SH: We hosted the UK premiere at Grimmfest in Manchester to sold out audience which was great. I was surprised at how excited people seemed to be for the film. But it occurred to me at the time, that there hadn't really been a horror movie set in Manchester since The Living Dead at the Manchester Morgue and that was in 1973 (and despite the name, even that film wasn't really set in the city). So, I guess it's a bit unique and having lived in MCR most of my life I'm proud I managed to combine my love of MCR with my love of horror. I encourage everyone to see the film but in particular if you know Manchester, you might get a kick out of recognising not only the places pictured in the film but also the attitude of the people. Like the Manchester music scene, I'd like to think Habit holds a touch of swagger; it's in your face like Shaun Ryder, Ian Brown and all those cheeky Mancs! It's a horrific celebration of Manchester and I think lots of Mancunion's have connected with that.
HC: There's a lot of blood in the movie, how much fake stuff did you use?
SH: Good question. I don't actually know. I know my Makeup designer, Mel Lenihan and Production designer John Ellis, had buckets of fake blood that were used to dress certain sets and for sequences with gore. But how much they ordered; I don't know. I'm guessing we blew our budget on fake Blood! Mel also did a lot of amazing prosthetic work on partially eaten dead bodies guts and innards, gouges, bites, knife punctures, throat slits and a whole bunch of other unsavoury effects. She we always busy!
HC: Which sequence was the hardest to shoot?

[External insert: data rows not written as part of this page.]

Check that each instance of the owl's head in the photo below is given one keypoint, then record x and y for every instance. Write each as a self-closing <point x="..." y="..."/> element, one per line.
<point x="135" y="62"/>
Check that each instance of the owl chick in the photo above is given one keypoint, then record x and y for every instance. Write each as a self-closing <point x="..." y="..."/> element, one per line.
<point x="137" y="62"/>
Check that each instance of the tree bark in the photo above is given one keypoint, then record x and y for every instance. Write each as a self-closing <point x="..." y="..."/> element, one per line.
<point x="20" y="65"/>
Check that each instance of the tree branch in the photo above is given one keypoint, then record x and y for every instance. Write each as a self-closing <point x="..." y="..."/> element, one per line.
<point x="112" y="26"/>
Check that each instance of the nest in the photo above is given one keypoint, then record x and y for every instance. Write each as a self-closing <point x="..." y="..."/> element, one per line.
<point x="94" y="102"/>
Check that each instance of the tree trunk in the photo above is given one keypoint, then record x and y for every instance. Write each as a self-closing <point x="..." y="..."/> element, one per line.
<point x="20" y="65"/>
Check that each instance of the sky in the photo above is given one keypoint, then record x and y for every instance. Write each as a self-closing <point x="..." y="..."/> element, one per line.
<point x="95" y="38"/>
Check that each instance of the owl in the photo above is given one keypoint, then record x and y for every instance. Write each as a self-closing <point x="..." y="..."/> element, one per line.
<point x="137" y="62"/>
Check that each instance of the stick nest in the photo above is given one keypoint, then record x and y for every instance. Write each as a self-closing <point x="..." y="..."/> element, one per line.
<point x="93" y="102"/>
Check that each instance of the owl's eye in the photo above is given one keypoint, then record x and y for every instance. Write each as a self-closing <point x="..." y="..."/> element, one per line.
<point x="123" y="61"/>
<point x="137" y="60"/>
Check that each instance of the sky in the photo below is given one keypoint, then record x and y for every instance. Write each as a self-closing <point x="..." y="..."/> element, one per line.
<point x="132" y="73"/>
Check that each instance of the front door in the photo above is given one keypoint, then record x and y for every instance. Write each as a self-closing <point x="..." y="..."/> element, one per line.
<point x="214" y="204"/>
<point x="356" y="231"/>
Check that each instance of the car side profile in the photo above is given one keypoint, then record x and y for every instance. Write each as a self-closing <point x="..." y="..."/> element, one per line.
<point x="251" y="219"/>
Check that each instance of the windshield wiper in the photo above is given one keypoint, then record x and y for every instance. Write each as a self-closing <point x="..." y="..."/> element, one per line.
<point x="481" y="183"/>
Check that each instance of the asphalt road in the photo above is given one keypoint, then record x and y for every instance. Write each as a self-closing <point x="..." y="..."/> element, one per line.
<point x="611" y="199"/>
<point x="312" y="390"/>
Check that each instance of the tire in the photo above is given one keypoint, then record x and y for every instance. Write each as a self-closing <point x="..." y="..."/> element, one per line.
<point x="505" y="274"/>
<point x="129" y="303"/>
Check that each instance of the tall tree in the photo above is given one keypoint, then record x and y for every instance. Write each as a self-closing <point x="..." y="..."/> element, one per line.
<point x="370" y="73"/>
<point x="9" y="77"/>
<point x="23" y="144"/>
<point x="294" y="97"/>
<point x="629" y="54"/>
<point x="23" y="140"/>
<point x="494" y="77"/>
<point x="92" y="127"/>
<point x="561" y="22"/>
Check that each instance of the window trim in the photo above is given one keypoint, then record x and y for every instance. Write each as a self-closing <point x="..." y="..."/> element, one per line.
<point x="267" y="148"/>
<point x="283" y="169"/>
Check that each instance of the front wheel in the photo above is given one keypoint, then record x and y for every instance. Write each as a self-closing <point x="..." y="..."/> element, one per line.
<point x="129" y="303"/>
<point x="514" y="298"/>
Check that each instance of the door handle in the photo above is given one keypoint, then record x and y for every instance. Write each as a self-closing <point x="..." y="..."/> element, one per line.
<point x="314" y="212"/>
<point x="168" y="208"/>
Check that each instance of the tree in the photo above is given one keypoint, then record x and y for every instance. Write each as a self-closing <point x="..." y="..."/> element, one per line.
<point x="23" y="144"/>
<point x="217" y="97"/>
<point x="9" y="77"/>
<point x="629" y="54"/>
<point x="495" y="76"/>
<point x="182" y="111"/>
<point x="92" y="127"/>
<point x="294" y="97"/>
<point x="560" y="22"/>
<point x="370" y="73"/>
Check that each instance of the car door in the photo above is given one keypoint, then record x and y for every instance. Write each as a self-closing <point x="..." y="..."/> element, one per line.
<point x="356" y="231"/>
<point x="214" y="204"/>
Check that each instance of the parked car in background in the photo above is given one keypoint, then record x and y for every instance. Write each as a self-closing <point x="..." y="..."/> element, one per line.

SH: Scenes with gore effects and fights are always the slowest and often the hardest to film. For a director, you are always battling against the shooting schedule and trying to shoot the very best material you can within tight time restraints. Gore effect shots can be tricky to get right and often take a whole bunch of retakes. But as you can imagine, blood effects have to be cleaned up, blood covered costumes, replaced with clean ones etc, every time you reset a scene with gore effects. The balance between knowing you've got the shot in the can; that its good enough or doing another take to improve it, can impact on how much time you've got to shoot the next scene. Often hard choices have to be made. There was one main scene that was probably the hardest to shoot. It required many of the cast members to strip down to their underwear and roll around in blood, gore and dismembered bodies, essentially an orgy of gore. Now that was tricky to shoot!!
HC: You're connected to many different projects and events; you must be amazing at time management?
SH: I wish I was! Myself and my Habit producer Rachel, do a number of things within the World of genre cinema. We run Grimmfest, the Northwest UK horror and genre film festival, which takes place early October every year. It's our twelfth year in 2020 and will be by far our biggest, with more exciting elements being added as we speak. A multitude of movie premieres, film makers, film stars and fans alike all congregate at the Odeon Great Northern for 5 immersive days. It's like a wet dream for horror fans! On the back of that we are also developing a slate of new horror films from many of the amazingly talented Grimmfest alumni; through our new production arm, Grimmfest Films. We are also developing a new UK centric Horror anthology TV series that will bring exciting new horror stories to the small screen.
HC: So, what are you working on at the moment?
SH: In terms of more directing work, I have one or two feature film projects in development that I'm keen to get into production. One is a creature feature and the other a serial killer thriller. But, as with every film project, it's a long journey from development to finished film and I hope one or the other will go into production soon.
HC: Simeon Halligan, thank you very much.